Your best bet, if you are serious about such a thing, would be to look into how old 8-bit operating systems were created; popular ones of the period were CP/M, OS-9, and Flex. I am sure there are open-source or freeware source for such older systems you could study (unfortunately they are probably all written in assembler, targetting a particular CPU, bus, disk subsystem(s), etc).

One that is fairly "detailed", used by many enthusiasts still today, though, is OS-9 for the Motorola 6809 8-bit cpu (TRS-80 Color Computer); the open-source project NitrOS-9 can be found here:


This is essentially the "modern" version of OS-9 for the Color Computer.

There are probably other resources, too, for "minimalist" 8-bit operating systems. I also know that others here on this forum have created something akin to an OS for the Arduino (some more complex than others) - so this kind of thing is possible to an extent. There are benefits and downsides to using such a system, of course - the biggest one being speed. But you could potentially gain real-time control over the i/o pins and other functionality of the Arduino, plus (if you have a scripting language included - unless there is a way to segment the program flash RAM?) you could have multiple "programs/processes" running at one time (not true multitasking, but something close - more similar to Windows 3.1 than anything).

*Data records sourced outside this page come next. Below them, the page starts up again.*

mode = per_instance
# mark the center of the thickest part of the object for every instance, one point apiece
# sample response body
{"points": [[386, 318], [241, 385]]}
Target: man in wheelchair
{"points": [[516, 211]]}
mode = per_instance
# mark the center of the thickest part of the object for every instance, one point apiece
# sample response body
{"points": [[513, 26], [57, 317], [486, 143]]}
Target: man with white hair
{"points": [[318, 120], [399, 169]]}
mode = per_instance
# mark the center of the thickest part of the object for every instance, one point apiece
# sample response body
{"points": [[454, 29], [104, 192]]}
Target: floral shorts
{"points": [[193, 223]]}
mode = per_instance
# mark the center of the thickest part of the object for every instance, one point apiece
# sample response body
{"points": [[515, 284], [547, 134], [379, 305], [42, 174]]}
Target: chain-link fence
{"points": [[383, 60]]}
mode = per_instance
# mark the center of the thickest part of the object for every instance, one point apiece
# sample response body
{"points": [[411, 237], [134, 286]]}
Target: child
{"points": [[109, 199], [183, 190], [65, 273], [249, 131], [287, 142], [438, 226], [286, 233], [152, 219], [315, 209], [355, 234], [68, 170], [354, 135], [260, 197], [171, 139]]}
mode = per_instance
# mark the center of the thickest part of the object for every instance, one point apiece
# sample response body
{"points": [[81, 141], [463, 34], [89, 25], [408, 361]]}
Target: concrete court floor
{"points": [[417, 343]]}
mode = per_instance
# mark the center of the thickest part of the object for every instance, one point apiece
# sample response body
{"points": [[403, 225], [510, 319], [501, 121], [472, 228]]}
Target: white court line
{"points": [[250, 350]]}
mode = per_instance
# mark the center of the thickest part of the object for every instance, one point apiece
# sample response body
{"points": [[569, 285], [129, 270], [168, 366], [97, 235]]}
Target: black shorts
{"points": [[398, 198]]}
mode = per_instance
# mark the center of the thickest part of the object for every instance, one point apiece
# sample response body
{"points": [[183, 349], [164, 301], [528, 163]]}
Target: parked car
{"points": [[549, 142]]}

Ultimately, though, at least on the 168/328 - it would be nothing more than a curiosity and/or learning experience to attempt such an exercise. It reminds me in a great way of when people were hacking QBASIC/QuickBasic to create GUI "operating systems" for DOS, back in the late 1990s. A lot of interesting things came out of that experimentation; maybe the same would be possible for the Arduino.

Perhaps this is one area where a "multi-cpu" Arduino (using SPI or I2C - or even a dedicated parallel bus using the digital i/o lines) could be used as well...?

I will not respond to Arduino help PM's from random forum users; if you have such a question, start a new topic thread.


that post was completely sarcastic (referring to mine)! I have no where even near the skill level to write a bootloader, forget a whole operating system!